Effect.Deepのドキュメントをみればわかるが、type ('a, 'b) handler
の'a型はhandlerをかけて実行する関数の返り値の型、'bはhandlerのretcでその'a型の返り値を受けてmatch_with f handler
が最終的に返す値の型だ。
なのでmatch_with f x (make_handler promise)
という式があってxがa型、promiseがb promise型だった場合、fはa -> b
型、make_handler promise
は(b, unit) handler
型でmatch_with f x (make_handler promise)
全体はunit型となる。
それではハンドラ内の処理を見ていく。
まずretc:
D.retc = (fun v ->
match !promise with
| Done _ -> failwith "Trying to close a closed promise"
| Waiting ks ->
let enqueue_continue k = enqueue (fun () -> D.continue k v) in
List.iter enqueue_continue ks;
promise := Done v;
dequeue ()
);
retcはmatch_with f x (make_handler promise)
でf x
という関数適用が正常に終わり値を返してきたケースだ。Schedulerモジュールで定義されたhandlerが付いた状態でmatch_with
したということは、特定のpromiseが紐づいている(make_handlerの引数として渡されたpromiseがretcの関数のクロージャに捕捉されている)。f x
という処理が正常に終了して値が返ってきた時点で、その値がpromiseの結果の値となる。行う処理は三つ:
- このpromiseに対してawaitしている処理すべてに、結果の値を渡して再実行するタスクをスケジュールする
- promiseの状態をDoneにする
- スケジューラにコントロールを渡して次のタスクを走らせる
これらがmatch !promise
のWaiting ks
ケースで行われている。ちなみにpromiseに紐づくタスクが終了して結果を返すのは最大一回のはずなので、retcが走る時点でpromiseがDoneになっているというのは起きえない(起きたらバグ)。
exncのケース:
D.exnc = raise;
これは簡単でただ単にmatch_with実行中に上がってきたハンドルされていないエラーは上に投げ直す。

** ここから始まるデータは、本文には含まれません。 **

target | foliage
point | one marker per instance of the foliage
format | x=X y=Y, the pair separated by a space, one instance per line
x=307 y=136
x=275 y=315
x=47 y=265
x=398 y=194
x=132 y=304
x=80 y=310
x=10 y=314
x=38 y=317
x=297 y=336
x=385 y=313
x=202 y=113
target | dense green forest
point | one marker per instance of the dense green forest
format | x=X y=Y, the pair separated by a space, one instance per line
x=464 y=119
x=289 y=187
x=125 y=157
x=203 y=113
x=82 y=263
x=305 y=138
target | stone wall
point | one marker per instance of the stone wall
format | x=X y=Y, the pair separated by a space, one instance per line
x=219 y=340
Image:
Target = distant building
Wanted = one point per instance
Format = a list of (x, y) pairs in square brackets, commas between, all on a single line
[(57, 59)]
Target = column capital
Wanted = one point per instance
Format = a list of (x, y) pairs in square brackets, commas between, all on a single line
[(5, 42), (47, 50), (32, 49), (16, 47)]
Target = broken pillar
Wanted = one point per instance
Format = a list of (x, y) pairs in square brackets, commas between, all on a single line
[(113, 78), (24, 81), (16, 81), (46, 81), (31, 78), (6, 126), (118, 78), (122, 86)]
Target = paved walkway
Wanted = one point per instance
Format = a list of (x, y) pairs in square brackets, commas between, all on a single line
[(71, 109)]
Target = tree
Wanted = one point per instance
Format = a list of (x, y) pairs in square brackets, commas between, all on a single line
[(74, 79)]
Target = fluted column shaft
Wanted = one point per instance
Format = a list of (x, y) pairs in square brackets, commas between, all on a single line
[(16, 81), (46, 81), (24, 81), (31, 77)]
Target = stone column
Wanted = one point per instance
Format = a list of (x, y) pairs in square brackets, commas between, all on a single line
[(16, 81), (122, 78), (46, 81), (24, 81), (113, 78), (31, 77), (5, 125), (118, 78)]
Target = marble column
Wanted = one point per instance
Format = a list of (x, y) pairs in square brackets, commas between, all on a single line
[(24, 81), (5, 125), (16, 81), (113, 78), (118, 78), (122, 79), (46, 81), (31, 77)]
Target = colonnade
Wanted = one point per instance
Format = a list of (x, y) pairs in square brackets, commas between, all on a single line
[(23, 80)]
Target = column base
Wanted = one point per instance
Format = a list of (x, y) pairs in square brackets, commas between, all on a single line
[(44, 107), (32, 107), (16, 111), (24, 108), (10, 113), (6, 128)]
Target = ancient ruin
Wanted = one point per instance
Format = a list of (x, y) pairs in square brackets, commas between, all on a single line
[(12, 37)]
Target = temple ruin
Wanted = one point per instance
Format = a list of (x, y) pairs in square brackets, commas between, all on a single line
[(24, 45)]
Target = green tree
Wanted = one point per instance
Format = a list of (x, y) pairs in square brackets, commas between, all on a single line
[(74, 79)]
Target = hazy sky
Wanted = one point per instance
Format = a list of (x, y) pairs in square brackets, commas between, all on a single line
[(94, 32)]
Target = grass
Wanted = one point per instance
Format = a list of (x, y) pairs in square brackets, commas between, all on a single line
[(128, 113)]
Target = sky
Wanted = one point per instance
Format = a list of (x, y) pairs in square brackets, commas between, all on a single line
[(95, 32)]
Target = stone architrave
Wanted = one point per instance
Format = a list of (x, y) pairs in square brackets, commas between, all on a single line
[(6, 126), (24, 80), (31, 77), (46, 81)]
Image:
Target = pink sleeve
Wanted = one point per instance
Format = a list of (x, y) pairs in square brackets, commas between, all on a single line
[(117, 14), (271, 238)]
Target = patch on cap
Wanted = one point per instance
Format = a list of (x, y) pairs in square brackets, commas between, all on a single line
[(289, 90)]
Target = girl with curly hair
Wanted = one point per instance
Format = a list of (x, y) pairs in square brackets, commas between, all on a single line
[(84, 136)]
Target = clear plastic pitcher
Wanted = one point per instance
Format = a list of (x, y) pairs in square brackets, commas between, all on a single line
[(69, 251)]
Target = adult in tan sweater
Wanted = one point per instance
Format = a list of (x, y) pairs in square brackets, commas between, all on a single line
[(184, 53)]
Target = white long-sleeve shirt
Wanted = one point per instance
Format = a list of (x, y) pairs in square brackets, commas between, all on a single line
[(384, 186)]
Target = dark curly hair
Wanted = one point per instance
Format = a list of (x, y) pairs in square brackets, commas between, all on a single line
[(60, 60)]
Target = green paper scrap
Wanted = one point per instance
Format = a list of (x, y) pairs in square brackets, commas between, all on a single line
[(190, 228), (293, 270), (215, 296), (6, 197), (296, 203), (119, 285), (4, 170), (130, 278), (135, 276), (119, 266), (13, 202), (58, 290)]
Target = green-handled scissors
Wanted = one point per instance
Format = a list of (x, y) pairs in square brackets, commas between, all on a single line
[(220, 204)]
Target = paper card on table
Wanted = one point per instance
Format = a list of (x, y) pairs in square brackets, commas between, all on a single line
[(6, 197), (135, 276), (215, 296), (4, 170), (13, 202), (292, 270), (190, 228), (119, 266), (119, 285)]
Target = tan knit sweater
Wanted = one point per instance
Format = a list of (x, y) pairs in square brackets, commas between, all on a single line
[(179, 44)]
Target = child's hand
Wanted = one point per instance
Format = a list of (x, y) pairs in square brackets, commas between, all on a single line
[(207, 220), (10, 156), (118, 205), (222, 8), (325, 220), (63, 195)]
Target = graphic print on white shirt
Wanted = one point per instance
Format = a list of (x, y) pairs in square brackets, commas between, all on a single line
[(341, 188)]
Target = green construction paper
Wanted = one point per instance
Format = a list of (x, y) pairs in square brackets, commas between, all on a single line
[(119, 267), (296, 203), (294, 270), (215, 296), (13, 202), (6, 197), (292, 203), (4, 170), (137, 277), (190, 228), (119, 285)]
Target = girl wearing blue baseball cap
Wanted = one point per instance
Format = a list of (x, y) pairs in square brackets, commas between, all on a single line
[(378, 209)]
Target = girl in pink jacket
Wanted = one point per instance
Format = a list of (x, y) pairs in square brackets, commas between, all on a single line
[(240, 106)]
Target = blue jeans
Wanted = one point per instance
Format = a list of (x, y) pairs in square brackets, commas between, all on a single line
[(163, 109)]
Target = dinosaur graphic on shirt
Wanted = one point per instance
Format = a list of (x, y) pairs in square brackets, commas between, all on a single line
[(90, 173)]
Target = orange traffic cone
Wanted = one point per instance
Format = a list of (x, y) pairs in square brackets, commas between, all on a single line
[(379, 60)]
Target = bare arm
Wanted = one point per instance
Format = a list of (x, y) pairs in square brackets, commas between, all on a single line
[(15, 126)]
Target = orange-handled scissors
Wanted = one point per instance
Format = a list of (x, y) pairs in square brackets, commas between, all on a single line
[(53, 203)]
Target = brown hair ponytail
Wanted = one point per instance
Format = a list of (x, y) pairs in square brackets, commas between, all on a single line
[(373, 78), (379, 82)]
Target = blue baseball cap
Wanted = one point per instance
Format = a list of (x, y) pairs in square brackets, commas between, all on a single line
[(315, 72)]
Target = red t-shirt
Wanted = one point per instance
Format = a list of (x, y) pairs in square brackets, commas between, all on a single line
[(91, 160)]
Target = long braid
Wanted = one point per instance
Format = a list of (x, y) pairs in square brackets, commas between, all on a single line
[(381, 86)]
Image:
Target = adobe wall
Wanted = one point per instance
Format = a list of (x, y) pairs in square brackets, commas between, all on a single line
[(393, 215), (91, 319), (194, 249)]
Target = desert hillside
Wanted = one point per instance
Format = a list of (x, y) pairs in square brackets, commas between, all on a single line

effcに関してはAsync、Yield、Awaitの三種のエフェクトに対してのパターンマッチが書かれている。
まずAsyncエフェクト:
D.effc = (fun (type b) (eff: b Effect.t) ->
match eff with
| Async f -> Some (fun (k: (b,_) D.continuation) ->
let promise' = ref (Waiting []) in
enqueue (fun () -> D.continue k promise');
D.match_with f () (make_handler promise')
)
x = async f
でfが非同期的に実行され、最終的にf ()
の結果の値に解決するpromiseに変数xが束縛される。
処理の流れとしては以下の通り:
- 新しいpromiseを作成
- 「そのpromiseを現在のAsyncエフェクトが発生した地点の限定継続に渡す」という処理をタスクとしてスケジュールする
- そのpromiseを使って作ったhandlerをかけてasyncで渡されたthunk関数fを実行する
promiseが限定継続に渡されると、そのpromiseに対してその後awaitする処理が出てきたりする。そしてthunk関数fの処理が正常に終了すると、本記事の上の方で見たretcの部分によって、そのpromiseに登録されているawait中の限定継続に値が渡されていくわけだ。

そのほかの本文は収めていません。